# feeling so messed about,



## michellelouise28 (Jan 30, 2015)

Family of five ment to be moving to auckland in 3weeks,
All packed up ready to ship sold a lot of our things or gave away, 
Gave notice to landlady have to be out by 3march,
Thing is the company my partner got his contract from said over the phone that they will happily pay for our flights an we could pay them back from wages, so we took them up on the offer and went along got our visas which cost over €2000 sold our things just to have enough money for accommodation an food when we arrive, and money for shipping, so as you can imagine money is tight, we're not working here in Ireland and that's why were making the move to better ours and our childrens future, 
When the time came to let the company know they can book flights as agreed they said they couldn't recall saying such thing, now there not answering phone to speak bout it,
We dont no who to turn to, sorry for rambling but need to put this out there,


----------



## inhamilton (Jun 10, 2011)

Perhaps you should have had it writting in the contract outlining the obligations of the company.
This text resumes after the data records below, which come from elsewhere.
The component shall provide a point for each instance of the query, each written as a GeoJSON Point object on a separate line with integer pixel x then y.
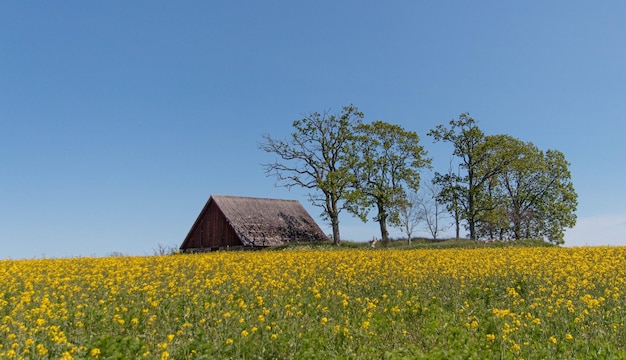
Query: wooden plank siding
{"type": "Point", "coordinates": [232, 221]}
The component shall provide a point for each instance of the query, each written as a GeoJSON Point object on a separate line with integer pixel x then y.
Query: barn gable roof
{"type": "Point", "coordinates": [266, 222]}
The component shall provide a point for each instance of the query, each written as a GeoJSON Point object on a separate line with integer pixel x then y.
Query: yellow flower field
{"type": "Point", "coordinates": [457, 303]}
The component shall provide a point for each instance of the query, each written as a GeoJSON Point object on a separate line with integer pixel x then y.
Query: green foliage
{"type": "Point", "coordinates": [318, 157]}
{"type": "Point", "coordinates": [389, 160]}
{"type": "Point", "coordinates": [509, 188]}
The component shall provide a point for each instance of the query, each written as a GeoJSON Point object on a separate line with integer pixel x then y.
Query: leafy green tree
{"type": "Point", "coordinates": [538, 193]}
{"type": "Point", "coordinates": [317, 156]}
{"type": "Point", "coordinates": [471, 147]}
{"type": "Point", "coordinates": [389, 162]}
Never count on anything unless it is in writing and signed. Doesn't sound like a good start to your adventure. Hope things look up from here and the employer turns out ok. Fingers crossed for you.


----------



## michellelouise28 (Jan 30, 2015)

Thanks, to be honest I'm not feeling to confident in the company so off to a bad start really,ino theres nothing we can do cause it wasnt in writing and thats what we get for trusting people, 
I guess we will just have to do our homework on it again we cant stay in ireland we put all we have into this, will keep you posted though on our outcome,


----------



## inhamilton (Jun 10, 2011)

What line of work is your husband in? Of course, if finances get tough, there are other options. I see your partner will be working in Henderson. That suburb would certainly be cheaper than the North Shore and it would be an ok suburb to live IMO, especially if you are just starting out. You could then survey the lie of the land and move to wherever best suits from there??? Although, I guess you wouldn't want to move your kids from school to school.


----------



## escapedtonz (Apr 6, 2012)

michellelouise28 said:


> Family of five ment to be moving to auckland in 3weeks,
> All packed up ready to ship sold a lot of our things or gave away,
> Gave notice to landlady have to be out by 3march,
> Thing is the company my partner got his contract from said over the phone that they will happily pay for our flights an we could pay them back from wages, so we took them up on the offer and went along got our visas which cost over €2000 sold our things just to have enough money for accommodation an food when we arrive, and money for shipping, so as you can imagine money is tight, we're not working here in Ireland and that's why were making the move to better ours and our childrens future,
> ...


Has your husband got any written contract with a firm start date, job title, responsibilities, agreed salary, holiday and sickness entitlement etc ?
Surely you've not gone ahead on the basis of a verbal offer over the phone or Skype. ......not what you wanna hear but could well be a scam.


----------



## michellelouise28 (Jan 30, 2015)

Yes his work contact is all in writing we needed that to get our visas, 
Its just the accommodation agreement was said over the phone,


----------